Electrophysiological modulation of cardiomyocytic tissue by transfected fibroblasts expressing potassium channels - A novel strategy to manipulate excitability

Background-Traditional pharmacological therapies aiming to modify the abnormal electrophysiological substrate underlying cardiac arrhythmias may be limited by their relatively low efficacy, global cardiac activity, and significant proarrhythmic effects. We suggest a new approach. in which transfected cellular grafts expressing various ionic channels may be used to manipulate the local electrophysiological properties of cardiac tissue. To examine the feasibility of this concept, we tested the hypothesis that transfected fibroblasts expressing the voltage-sensitive potassium channel Kv1.3 can modify the electrophysiological properties of cardiomyocytic cultures. Methods and Results-A high-resolution multielectrode mapping technique was used to assess the electrophysiological and structural properties of primary cultures of neonatal rat ventricular myocytes.

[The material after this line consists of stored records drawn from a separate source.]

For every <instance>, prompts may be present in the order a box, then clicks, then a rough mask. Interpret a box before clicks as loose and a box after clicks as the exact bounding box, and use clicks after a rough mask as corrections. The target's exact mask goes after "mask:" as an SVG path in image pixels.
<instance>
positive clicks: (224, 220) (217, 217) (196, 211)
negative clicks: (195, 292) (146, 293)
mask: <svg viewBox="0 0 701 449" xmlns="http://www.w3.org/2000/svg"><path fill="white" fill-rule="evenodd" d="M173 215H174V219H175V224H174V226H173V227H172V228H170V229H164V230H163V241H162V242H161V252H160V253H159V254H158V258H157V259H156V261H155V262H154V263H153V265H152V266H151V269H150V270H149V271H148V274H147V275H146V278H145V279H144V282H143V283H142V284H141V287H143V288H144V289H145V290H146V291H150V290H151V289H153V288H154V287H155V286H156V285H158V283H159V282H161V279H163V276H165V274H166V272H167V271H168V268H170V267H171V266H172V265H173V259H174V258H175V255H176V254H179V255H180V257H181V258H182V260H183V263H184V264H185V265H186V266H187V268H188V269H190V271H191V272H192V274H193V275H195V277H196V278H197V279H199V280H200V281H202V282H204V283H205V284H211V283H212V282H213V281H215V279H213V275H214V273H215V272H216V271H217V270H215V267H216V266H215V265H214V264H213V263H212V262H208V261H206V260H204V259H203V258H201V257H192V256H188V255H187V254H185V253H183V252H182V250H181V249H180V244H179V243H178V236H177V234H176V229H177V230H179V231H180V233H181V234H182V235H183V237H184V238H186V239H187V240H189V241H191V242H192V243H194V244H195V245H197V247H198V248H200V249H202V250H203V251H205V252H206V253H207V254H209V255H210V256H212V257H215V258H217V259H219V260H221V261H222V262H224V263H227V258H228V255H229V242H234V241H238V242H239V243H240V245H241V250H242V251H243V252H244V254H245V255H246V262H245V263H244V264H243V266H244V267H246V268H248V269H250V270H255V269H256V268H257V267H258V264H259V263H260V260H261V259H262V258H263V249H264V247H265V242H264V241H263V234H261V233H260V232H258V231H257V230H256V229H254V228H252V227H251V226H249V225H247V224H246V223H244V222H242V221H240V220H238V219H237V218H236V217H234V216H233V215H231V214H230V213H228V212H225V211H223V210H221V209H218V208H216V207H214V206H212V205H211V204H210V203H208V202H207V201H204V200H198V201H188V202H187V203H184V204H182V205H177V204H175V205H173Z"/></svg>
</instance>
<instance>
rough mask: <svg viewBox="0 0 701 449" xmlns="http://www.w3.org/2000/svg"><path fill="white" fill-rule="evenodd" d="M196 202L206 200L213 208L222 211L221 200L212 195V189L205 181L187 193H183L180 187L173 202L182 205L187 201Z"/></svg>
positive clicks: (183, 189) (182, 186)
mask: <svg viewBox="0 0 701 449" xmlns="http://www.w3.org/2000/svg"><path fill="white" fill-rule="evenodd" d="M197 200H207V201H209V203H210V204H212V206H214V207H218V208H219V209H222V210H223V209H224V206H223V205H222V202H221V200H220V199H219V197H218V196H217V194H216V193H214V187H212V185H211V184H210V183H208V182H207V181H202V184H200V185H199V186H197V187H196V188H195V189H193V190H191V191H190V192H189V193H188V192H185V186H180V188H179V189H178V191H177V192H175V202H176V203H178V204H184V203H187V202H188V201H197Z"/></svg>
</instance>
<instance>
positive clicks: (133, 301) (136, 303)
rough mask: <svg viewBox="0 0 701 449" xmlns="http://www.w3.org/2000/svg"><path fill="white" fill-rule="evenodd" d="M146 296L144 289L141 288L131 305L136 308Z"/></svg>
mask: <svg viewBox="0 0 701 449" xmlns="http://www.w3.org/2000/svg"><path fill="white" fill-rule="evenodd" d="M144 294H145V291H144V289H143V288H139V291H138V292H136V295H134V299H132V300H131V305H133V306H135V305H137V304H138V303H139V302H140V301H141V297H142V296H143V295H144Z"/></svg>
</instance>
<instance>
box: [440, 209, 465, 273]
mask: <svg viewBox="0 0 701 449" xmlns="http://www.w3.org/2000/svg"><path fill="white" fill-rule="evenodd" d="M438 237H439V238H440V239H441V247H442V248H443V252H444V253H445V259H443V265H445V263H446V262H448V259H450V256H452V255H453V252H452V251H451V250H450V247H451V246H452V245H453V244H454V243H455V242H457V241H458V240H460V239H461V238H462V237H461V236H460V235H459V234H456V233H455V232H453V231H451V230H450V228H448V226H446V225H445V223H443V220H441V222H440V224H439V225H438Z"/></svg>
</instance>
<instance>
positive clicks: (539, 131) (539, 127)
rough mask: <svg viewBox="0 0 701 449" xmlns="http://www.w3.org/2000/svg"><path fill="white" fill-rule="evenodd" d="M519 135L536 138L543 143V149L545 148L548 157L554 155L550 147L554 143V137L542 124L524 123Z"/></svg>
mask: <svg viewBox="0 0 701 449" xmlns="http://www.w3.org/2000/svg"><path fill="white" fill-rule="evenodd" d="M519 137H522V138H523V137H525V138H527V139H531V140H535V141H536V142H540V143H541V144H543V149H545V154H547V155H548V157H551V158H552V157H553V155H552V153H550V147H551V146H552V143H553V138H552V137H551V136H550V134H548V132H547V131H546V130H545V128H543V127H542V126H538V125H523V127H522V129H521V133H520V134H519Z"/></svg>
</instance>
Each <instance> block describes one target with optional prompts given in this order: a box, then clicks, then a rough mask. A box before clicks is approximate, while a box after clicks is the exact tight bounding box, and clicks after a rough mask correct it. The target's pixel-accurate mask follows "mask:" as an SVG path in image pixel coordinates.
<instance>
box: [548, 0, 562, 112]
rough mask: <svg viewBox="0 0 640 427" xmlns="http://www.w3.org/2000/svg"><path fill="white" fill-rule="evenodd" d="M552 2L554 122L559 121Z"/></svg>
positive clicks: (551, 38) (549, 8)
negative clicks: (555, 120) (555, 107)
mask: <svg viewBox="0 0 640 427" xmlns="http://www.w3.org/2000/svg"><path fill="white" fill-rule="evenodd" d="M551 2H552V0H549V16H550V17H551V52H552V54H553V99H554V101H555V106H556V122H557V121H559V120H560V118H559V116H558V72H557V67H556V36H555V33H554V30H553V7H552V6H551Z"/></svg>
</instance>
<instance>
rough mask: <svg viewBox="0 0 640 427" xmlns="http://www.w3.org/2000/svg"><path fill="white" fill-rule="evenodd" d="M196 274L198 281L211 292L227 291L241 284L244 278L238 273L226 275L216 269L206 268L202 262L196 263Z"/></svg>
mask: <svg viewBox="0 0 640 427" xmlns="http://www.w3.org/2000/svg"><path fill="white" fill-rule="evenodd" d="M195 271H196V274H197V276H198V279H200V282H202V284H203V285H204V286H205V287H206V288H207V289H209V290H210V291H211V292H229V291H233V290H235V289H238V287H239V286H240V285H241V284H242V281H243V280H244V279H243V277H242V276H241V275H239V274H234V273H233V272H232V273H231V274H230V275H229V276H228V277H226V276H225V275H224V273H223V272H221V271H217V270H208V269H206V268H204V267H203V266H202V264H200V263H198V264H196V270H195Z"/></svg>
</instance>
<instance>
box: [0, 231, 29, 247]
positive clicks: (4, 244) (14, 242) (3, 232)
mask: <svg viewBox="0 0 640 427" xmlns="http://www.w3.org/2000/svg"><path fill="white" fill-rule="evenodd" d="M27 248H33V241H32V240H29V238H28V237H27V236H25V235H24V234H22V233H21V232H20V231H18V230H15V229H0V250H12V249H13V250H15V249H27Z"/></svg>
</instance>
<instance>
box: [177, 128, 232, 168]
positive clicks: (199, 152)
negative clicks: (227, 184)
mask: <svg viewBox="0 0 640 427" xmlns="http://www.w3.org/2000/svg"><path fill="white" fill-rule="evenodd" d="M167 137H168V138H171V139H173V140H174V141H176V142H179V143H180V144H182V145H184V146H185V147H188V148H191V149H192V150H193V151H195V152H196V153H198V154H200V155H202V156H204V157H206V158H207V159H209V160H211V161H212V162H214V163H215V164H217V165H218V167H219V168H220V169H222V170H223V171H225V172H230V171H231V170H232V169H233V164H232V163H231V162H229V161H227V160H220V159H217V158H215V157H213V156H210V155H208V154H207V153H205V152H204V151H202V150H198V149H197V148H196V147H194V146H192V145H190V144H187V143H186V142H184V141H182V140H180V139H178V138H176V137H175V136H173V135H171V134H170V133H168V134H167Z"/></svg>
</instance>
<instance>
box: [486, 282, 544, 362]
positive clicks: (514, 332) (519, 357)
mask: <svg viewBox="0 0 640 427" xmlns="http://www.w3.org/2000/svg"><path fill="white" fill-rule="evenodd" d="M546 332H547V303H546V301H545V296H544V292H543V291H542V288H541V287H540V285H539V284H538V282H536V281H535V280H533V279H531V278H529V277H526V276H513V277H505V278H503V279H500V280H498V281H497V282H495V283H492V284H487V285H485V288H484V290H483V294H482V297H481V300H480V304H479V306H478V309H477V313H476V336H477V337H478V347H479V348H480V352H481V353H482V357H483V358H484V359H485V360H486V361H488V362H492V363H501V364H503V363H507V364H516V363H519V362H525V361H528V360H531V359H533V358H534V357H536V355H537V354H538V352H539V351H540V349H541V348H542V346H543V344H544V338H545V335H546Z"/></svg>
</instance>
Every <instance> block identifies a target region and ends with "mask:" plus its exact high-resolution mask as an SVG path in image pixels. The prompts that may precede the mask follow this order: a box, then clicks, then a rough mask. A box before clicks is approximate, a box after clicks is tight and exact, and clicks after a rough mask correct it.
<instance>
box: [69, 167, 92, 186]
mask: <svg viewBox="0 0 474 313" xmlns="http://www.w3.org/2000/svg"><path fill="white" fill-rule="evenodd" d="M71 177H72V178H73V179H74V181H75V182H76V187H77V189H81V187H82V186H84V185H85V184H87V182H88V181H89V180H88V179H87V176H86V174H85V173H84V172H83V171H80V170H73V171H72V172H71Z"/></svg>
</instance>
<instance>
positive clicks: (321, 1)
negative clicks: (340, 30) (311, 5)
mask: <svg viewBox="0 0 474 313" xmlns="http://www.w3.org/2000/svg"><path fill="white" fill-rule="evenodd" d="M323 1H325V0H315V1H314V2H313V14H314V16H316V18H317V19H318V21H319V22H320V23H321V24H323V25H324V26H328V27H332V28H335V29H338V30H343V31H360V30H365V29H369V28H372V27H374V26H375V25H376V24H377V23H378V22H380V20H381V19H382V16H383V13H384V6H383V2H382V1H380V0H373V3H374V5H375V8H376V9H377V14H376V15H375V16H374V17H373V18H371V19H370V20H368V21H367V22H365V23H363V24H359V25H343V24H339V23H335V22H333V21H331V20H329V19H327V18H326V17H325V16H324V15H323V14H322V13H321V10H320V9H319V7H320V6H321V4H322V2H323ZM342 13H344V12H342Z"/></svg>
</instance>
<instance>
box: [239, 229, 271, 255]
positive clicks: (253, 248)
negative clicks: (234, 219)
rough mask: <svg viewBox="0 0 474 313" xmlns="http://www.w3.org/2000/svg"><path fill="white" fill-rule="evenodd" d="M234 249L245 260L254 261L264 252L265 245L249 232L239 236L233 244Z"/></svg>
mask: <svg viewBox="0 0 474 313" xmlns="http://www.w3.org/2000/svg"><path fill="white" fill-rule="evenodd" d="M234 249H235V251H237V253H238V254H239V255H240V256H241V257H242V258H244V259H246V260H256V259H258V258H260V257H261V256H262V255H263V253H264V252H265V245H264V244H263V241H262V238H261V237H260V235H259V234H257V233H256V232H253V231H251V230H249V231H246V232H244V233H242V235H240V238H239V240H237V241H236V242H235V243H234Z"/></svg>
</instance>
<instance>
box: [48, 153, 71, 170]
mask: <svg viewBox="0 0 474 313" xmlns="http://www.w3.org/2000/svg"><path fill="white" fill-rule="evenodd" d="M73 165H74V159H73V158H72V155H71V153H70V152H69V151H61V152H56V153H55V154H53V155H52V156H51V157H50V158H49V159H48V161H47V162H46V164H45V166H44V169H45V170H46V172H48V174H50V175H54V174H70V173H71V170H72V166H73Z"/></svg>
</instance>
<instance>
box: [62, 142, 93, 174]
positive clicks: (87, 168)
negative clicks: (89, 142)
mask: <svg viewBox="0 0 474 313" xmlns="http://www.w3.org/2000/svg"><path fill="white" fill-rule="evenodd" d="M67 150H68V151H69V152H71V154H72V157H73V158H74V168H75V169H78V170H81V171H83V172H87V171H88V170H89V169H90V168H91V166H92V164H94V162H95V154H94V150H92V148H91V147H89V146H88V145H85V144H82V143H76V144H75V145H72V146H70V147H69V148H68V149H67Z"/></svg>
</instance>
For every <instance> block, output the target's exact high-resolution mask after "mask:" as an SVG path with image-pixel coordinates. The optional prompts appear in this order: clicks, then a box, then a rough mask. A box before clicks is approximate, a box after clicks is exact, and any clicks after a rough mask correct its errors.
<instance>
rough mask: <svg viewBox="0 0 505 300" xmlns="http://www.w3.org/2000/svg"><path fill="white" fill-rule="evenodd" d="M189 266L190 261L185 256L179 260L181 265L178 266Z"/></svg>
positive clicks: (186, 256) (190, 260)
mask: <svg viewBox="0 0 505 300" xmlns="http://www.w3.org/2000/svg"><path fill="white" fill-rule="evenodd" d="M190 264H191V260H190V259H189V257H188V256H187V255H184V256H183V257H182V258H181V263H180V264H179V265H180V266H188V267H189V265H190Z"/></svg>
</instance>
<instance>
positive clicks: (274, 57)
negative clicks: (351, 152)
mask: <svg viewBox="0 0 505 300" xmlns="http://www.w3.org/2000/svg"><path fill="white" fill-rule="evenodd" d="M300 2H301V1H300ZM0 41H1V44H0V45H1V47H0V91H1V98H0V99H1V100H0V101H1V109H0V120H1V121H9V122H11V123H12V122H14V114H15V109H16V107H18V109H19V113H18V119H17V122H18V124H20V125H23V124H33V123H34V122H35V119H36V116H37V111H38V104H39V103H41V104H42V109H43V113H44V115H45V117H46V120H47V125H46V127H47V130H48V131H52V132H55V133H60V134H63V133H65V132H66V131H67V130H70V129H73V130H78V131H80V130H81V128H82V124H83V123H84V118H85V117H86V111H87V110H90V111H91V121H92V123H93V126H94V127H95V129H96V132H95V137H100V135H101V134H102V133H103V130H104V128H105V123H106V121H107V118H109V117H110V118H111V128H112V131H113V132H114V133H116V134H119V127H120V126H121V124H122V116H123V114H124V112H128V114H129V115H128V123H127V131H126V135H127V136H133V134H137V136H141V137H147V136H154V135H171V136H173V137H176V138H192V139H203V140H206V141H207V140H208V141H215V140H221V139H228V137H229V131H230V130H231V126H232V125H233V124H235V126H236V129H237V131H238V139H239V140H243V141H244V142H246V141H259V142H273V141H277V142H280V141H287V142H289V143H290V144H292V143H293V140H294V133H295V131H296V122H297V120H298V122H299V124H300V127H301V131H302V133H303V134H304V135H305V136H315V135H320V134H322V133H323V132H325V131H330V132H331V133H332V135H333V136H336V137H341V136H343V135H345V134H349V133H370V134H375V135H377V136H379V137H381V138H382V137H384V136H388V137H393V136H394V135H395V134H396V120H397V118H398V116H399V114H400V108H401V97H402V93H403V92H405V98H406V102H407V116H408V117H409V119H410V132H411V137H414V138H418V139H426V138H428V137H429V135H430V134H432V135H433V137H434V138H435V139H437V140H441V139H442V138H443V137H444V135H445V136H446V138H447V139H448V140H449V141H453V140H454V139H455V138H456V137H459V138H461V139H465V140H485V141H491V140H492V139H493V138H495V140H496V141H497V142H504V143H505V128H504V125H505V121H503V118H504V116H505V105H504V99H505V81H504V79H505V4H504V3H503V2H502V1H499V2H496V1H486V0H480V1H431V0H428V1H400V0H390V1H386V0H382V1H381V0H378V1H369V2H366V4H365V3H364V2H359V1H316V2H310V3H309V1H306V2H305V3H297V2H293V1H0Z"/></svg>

The transfected fibroblasts, added to the cardiomyocytic cultures, caused a significant effect on the conduction properties of the hybrid cultures. These changes were manifested by significant reduction in extracellular signal amplitude and by the appearance of multiple local conduction blocks. The location of all conduction blocks correlated with the spatial distribution of the transfected fibroblasts assessed by vital staining. All electrophysiological changes were reversed after the application of Charybdotoxin, a specific Kv1.3 blocker. In contrast, conduction remained uniform in the control hybrid cultures when nontransfected fibroblasts were used. Conclusions-Transfected fibroblasts are able to electrically couple with cardiac myocytes, causing a significant local and reversible modification of the tissue's electrophysiological properties. More broadly, this study suggests that transfected cellular grafts expressing various ionic channels may be used to modify cardiac excitability, providing a possible future novel cell therapy strategy.